Colabromania, sporadic at first, assumed the proportions of an epidemic that swept spirally over the world of Logicalism, and in six weeks had carried off all the sincerest and ice-coldest logicians. There remained only the defeatists and the luke-warm logicians, who carried on the system more than half-heartedly until the beginning of the Sophocratic epoch, in which Pantisocratic theory was abandoned and the responsibility for forming a new ideology was entrusted to the Anthropological Council. Its members were charged to decide under what social conditions mankind, viewed dispassionately as livestock, though with due allowance made for certain ineradicable artistic, literary and religious impulses, lived in the greatest concord and health; and, at the same time, how to clear away the detritus of the two previous epochs and safeguard the dwindling natural resources of the world. They decided that without a new religion nothing could be done on a large scale to alter the habits of humanity; but that a new religion could spring only from primitive soil – it could not be inculcated in the over-civilized. However, when they attempted to deduce practical remedies from these conclusions, they had to confess themselves baffled.

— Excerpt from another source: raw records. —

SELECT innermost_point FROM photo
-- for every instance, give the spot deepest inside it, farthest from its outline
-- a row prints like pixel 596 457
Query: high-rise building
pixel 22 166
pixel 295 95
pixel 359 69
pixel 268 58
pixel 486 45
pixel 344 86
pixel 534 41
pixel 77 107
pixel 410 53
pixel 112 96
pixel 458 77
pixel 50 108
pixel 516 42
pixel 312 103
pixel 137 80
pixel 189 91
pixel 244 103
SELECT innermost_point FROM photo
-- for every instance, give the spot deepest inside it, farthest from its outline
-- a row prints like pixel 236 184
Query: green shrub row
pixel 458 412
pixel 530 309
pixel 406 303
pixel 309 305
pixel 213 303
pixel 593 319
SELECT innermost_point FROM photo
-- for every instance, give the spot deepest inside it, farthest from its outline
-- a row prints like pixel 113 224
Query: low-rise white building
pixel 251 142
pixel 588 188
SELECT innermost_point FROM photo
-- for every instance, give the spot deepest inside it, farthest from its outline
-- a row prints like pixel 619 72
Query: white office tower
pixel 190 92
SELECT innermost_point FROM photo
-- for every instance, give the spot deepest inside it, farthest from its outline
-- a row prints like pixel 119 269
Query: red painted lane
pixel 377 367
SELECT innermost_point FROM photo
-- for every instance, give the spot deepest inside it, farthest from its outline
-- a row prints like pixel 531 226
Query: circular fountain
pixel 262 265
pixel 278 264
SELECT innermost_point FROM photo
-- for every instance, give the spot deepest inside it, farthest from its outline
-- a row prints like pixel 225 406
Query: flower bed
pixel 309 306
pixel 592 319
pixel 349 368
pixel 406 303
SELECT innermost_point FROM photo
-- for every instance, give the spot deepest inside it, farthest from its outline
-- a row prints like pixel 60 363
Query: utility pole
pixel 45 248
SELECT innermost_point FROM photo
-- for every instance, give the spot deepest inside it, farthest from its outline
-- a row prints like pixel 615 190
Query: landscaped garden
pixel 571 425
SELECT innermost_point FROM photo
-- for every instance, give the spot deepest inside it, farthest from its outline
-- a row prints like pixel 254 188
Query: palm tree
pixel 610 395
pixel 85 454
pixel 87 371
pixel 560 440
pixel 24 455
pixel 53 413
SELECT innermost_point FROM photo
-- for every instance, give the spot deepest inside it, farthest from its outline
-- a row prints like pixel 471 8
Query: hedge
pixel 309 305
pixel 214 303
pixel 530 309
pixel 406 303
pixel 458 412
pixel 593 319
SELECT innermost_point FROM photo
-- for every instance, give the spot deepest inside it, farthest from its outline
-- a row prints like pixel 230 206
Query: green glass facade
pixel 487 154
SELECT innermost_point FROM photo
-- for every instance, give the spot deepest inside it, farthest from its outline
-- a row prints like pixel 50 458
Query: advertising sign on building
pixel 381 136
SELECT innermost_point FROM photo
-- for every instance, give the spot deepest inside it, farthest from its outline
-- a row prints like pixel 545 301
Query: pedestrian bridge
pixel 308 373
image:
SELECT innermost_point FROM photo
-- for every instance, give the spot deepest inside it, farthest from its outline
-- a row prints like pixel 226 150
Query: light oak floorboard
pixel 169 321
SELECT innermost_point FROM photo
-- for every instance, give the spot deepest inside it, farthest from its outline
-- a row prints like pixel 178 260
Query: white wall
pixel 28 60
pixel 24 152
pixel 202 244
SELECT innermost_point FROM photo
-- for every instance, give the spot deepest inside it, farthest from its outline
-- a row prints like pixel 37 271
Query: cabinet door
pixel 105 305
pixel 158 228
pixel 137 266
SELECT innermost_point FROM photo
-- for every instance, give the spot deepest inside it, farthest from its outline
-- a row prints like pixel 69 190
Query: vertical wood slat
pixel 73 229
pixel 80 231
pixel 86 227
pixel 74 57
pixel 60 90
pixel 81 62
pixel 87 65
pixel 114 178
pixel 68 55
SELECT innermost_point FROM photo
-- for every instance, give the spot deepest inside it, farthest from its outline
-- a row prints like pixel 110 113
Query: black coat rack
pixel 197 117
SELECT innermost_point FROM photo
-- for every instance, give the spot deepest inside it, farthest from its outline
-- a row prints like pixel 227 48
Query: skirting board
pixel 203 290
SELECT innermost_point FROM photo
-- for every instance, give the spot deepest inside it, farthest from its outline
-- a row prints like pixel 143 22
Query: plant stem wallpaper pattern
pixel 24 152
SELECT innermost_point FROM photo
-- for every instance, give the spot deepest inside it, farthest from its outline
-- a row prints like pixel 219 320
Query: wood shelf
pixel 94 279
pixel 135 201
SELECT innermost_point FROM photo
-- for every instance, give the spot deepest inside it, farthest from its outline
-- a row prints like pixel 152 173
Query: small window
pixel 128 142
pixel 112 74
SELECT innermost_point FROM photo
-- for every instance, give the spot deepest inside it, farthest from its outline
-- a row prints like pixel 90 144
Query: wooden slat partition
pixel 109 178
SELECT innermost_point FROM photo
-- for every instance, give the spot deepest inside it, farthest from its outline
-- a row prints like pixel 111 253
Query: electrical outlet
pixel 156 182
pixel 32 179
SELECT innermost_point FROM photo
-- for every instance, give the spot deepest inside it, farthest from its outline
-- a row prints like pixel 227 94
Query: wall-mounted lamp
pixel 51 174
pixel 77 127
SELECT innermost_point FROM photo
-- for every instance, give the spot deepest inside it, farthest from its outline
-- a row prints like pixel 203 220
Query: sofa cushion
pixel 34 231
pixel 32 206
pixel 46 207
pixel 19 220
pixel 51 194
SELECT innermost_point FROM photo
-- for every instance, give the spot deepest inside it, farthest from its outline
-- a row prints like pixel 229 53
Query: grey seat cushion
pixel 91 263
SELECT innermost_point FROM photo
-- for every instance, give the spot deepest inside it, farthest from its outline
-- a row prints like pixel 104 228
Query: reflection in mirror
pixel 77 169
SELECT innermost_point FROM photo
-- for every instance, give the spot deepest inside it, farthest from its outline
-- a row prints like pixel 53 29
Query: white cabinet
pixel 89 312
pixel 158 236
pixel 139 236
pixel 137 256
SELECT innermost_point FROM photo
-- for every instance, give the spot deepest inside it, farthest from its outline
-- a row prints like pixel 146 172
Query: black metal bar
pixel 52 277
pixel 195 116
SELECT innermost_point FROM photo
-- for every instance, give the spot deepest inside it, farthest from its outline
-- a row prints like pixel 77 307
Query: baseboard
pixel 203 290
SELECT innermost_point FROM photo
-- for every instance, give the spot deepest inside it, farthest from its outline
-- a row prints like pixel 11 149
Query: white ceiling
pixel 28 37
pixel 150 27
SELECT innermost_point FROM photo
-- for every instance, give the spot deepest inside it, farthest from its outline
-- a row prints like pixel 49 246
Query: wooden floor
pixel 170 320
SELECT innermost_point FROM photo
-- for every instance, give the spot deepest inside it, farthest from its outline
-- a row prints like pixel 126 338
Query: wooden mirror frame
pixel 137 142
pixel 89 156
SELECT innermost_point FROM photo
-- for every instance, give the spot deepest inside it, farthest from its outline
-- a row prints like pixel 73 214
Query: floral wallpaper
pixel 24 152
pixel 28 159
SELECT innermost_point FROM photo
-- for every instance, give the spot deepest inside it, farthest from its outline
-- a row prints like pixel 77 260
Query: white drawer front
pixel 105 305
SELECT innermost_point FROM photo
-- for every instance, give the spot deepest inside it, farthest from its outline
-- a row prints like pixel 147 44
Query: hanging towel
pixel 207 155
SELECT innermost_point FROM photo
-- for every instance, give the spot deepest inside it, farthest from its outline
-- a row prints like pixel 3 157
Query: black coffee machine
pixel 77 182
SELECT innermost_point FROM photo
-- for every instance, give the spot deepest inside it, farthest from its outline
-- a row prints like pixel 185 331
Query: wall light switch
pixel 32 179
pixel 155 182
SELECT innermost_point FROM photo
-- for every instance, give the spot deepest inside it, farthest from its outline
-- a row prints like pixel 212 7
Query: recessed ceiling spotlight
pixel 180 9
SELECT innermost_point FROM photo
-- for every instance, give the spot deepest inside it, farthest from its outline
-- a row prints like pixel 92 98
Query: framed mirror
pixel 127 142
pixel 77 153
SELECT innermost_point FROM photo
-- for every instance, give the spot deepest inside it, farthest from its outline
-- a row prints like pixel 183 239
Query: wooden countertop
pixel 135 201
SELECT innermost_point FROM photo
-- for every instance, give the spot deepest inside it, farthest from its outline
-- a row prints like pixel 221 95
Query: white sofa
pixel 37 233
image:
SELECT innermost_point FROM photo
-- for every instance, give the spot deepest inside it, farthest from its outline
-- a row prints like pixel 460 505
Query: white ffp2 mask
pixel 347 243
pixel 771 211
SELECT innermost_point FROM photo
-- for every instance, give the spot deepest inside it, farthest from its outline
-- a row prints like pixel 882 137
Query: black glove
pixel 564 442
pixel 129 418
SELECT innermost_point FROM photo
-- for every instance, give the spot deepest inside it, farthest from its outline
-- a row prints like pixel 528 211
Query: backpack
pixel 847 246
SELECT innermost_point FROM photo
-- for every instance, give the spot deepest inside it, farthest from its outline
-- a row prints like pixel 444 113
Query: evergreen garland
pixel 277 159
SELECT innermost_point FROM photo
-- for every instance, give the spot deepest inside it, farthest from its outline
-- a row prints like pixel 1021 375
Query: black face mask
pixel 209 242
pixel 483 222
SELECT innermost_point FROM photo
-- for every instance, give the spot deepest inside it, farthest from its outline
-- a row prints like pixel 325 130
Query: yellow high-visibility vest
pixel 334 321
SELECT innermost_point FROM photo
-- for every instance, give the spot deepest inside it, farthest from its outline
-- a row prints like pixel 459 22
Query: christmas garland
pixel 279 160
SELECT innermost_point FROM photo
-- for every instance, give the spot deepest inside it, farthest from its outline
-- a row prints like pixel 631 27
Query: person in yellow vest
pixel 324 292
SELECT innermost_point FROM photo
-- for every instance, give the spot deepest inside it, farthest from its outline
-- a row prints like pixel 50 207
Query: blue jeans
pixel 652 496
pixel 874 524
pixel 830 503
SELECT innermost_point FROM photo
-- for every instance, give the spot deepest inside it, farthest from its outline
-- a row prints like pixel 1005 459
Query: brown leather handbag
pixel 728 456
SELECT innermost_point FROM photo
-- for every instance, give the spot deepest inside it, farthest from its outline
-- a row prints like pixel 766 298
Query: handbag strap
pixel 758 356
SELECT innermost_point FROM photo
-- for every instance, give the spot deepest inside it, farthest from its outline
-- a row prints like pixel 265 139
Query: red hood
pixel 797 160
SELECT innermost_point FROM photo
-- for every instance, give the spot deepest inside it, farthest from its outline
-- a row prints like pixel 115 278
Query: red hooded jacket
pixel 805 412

Then an Israeli Sophocrat named ben-Yeshu wrote a book, A Critique of Utopias, that greatly impressed his colleagues in Southern Europe, America and Africa. From a detailed and learned analysis of some seventy Utopias, including Plato’s Timaeus and Republic, Bacon’s New Atlantis, Campanella’s Civit
as Solis, Fénelon’s Voyage en Solente, Cabot’s Voyage en Icarie, Lytton’s Coming Race, Morris’s News from Nowhere, Butler’s Erewhon, Huxley’s Brave New World, and various works of the twenty-first to the twenty-fourth centuries, he traced the history of man’s increasing discontent with civilization as it developed and came to a practical conclusion: that ‘we must retrace our steps, or perish’.